Worry over the health of cyber insurance companies due to the perceived dual unknowns of loss magnitude and frequency seems misplaced, because insurances carriers do not offer uncapped damages in their policies, at least that I am aware of. Indeed, the caps are relatively low, and the premiums are quite expensive. Given that, insurers shouldn’t need to define loss rates or magnitudes with significant precision to avoid losing money overall – they just need to make an assumption about how many clients will file a claim in a given year and set premiums accordingly. Even then, carriers cover themselves through their own policies with reinsurance carriers.
Now things will get interesting is when/if the cyber insurance market becomes highly competitive and carriers are competing on premium rates. I expect that we will indeed see carriers trying to drive hygiene of clients, and to some extent, we are seeing this already through various partnerships between cyber security companies and some insurers, though I expect that is more a statement about the smooth sales pitches of those security firms, rather than necessarily a significant need of the carriers. In the US, at least, Progressive Insurance offers customers a discount on auto insurance if they are permitted to monitor the driver’s behavior through a device that plugs into the car’s ODB2 port. I can see a cyber equivalent, though I am not sure exactly what form it will take. And to be honest, I am not sure how helpful the data would be in measuring the likelihood of a company being breached.
Net: don’t cry for insurance companies; don’t expect insurance companies to deliver the IT industry from our breachy ways.

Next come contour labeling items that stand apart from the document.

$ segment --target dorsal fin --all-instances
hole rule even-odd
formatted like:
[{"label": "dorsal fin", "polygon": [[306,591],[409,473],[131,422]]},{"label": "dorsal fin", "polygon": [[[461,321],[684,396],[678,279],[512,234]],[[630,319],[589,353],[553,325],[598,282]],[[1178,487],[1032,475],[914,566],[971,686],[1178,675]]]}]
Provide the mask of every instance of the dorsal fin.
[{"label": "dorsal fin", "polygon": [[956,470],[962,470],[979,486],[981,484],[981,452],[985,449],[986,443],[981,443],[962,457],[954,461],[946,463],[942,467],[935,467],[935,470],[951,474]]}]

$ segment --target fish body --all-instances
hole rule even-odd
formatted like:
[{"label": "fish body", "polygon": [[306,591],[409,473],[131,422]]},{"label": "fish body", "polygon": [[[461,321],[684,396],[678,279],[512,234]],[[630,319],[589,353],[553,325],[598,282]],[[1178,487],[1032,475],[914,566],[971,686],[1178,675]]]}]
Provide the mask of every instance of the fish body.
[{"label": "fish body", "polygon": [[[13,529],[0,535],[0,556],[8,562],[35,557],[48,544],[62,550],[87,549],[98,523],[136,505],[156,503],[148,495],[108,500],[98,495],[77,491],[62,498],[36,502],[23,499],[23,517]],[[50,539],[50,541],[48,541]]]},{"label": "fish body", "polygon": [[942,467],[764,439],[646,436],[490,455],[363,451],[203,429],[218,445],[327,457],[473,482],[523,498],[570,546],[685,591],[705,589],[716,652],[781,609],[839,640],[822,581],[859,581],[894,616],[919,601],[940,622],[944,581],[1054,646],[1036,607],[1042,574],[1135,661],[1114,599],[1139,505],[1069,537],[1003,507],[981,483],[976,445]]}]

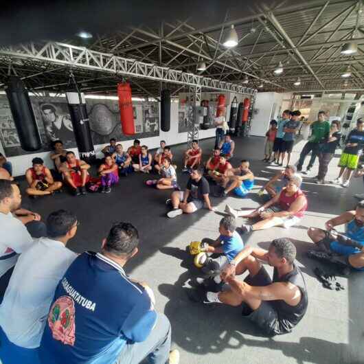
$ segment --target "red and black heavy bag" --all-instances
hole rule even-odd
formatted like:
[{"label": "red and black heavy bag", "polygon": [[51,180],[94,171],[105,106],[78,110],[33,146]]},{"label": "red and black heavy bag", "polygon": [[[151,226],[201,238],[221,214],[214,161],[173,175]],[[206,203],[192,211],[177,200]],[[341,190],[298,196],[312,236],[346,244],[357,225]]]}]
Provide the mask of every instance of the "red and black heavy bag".
[{"label": "red and black heavy bag", "polygon": [[225,115],[225,101],[226,97],[225,95],[219,95],[218,96],[218,108],[216,110],[216,117],[219,116],[224,116]]},{"label": "red and black heavy bag", "polygon": [[23,81],[18,76],[10,76],[5,92],[21,148],[27,152],[41,149],[41,137],[27,90]]},{"label": "red and black heavy bag", "polygon": [[125,135],[135,134],[133,104],[131,102],[131,88],[128,82],[117,84],[117,95],[119,96],[119,109],[120,109],[120,120],[122,128]]},{"label": "red and black heavy bag", "polygon": [[92,141],[84,95],[78,92],[67,92],[66,98],[80,158],[92,163],[96,159],[96,153]]},{"label": "red and black heavy bag", "polygon": [[162,90],[161,92],[161,129],[170,131],[170,92]]}]

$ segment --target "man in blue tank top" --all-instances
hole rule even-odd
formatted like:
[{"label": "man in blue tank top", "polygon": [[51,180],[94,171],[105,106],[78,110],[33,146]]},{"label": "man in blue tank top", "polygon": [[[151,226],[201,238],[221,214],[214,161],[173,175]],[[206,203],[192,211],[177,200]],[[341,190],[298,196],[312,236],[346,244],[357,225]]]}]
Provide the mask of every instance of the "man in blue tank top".
[{"label": "man in blue tank top", "polygon": [[[334,229],[345,225],[345,233],[337,234]],[[310,251],[312,258],[364,271],[364,201],[354,210],[347,211],[325,224],[326,231],[310,227],[307,234],[318,248],[319,253]],[[321,253],[324,253],[325,254]]]}]

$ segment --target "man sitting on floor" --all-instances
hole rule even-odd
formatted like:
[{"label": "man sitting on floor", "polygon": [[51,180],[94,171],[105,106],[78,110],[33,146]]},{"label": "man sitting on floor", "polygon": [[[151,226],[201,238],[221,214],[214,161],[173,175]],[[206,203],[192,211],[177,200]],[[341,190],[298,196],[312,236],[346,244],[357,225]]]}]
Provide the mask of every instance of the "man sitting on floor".
[{"label": "man sitting on floor", "polygon": [[[345,234],[338,234],[334,228],[345,225]],[[325,224],[326,231],[310,227],[308,236],[324,254],[320,256],[326,262],[358,271],[364,271],[364,201],[356,205],[354,210],[347,211],[331,218]]]},{"label": "man sitting on floor", "polygon": [[224,185],[227,183],[227,176],[230,174],[232,166],[227,161],[225,155],[220,155],[220,160],[216,170],[209,170],[209,176],[218,185]]},{"label": "man sitting on floor", "polygon": [[280,171],[277,174],[273,176],[259,191],[260,196],[264,194],[264,190],[270,196],[274,197],[284,188],[291,178],[294,178],[299,181],[299,187],[301,187],[302,183],[302,177],[297,172],[297,168],[295,166],[287,166],[284,170]]},{"label": "man sitting on floor", "polygon": [[197,168],[201,161],[202,150],[198,146],[198,140],[192,140],[192,147],[185,152],[185,166],[182,172],[189,172]]},{"label": "man sitting on floor", "polygon": [[249,169],[249,161],[243,159],[239,167],[229,170],[229,174],[225,179],[223,186],[230,185],[224,191],[224,195],[227,196],[229,192],[234,193],[238,197],[244,197],[254,187],[254,174]]},{"label": "man sitting on floor", "polygon": [[170,190],[177,187],[177,175],[176,170],[171,164],[171,160],[166,157],[163,160],[162,168],[159,172],[162,178],[149,179],[146,182],[148,186],[155,186],[158,190]]},{"label": "man sitting on floor", "polygon": [[234,150],[235,149],[235,141],[231,139],[229,134],[225,136],[225,140],[221,141],[218,148],[221,150],[221,153],[226,156],[227,160],[234,156]]},{"label": "man sitting on floor", "polygon": [[[242,307],[242,316],[266,334],[291,332],[306,314],[308,303],[304,276],[295,262],[296,248],[286,238],[275,239],[268,251],[247,246],[221,273],[229,289],[214,293],[190,290],[194,302]],[[274,267],[273,280],[260,261]],[[236,277],[248,271],[244,282]]]},{"label": "man sitting on floor", "polygon": [[21,203],[18,186],[1,179],[0,277],[15,264],[19,255],[33,244],[32,236],[39,238],[45,235],[45,227],[40,221],[41,216],[19,208]]},{"label": "man sitting on floor", "polygon": [[173,209],[167,216],[173,218],[182,214],[193,214],[205,205],[210,211],[215,211],[211,205],[209,198],[209,183],[203,177],[203,168],[192,170],[190,174],[190,179],[187,183],[185,191],[174,191],[171,196],[170,202]]},{"label": "man sitting on floor", "polygon": [[170,353],[168,319],[155,310],[144,282],[126,275],[124,266],[138,252],[137,229],[115,224],[101,253],[85,252],[59,282],[39,348],[42,364],[177,364]]},{"label": "man sitting on floor", "polygon": [[87,194],[86,183],[90,179],[87,170],[91,167],[84,161],[76,159],[73,152],[67,152],[67,161],[63,163],[60,170],[63,174],[63,178],[73,190],[75,196]]},{"label": "man sitting on floor", "polygon": [[110,139],[110,144],[105,146],[101,150],[105,157],[108,155],[113,155],[116,151],[116,139],[115,138],[111,138]]},{"label": "man sitting on floor", "polygon": [[5,363],[38,363],[38,348],[54,291],[77,254],[66,247],[77,218],[60,209],[47,219],[47,236],[23,253],[0,306],[0,356]]},{"label": "man sitting on floor", "polygon": [[128,173],[133,172],[131,166],[131,158],[129,155],[123,151],[122,144],[116,146],[115,153],[113,154],[113,158],[115,159],[120,174],[127,176]]},{"label": "man sitting on floor", "polygon": [[235,218],[260,218],[260,221],[252,225],[242,225],[243,233],[263,230],[274,226],[283,226],[288,229],[301,220],[307,209],[307,199],[299,190],[299,181],[291,179],[280,194],[254,210],[238,211],[227,205],[225,212]]},{"label": "man sitting on floor", "polygon": [[133,146],[128,149],[128,155],[131,158],[133,164],[139,164],[139,156],[141,154],[141,147],[140,146],[140,140],[136,139]]},{"label": "man sitting on floor", "polygon": [[25,172],[25,178],[29,187],[26,190],[27,194],[32,196],[52,194],[62,187],[62,182],[55,182],[51,171],[44,166],[41,158],[33,158],[33,166]]},{"label": "man sitting on floor", "polygon": [[207,161],[206,162],[205,170],[209,176],[209,172],[210,171],[214,171],[218,167],[220,152],[221,151],[220,149],[214,149],[214,154],[208,159]]}]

I saw several posts this week about Ponemon’s latest survey on data breaches. I still contend that they are not very helpful for prioritizing security programs because they are non-statistically valid, backward looking, subjective opinion surveys. So why do people pay Ponemon to do them? It hit me this earlier this week: Ponemon reports, and reports like Ponemon, are not intended for infosec people. They are intended to help infosec vendors understand the buyers of their wares. I suspect most of the rest of the world already recognized this, but I am not always the sharpest knife in the drawer.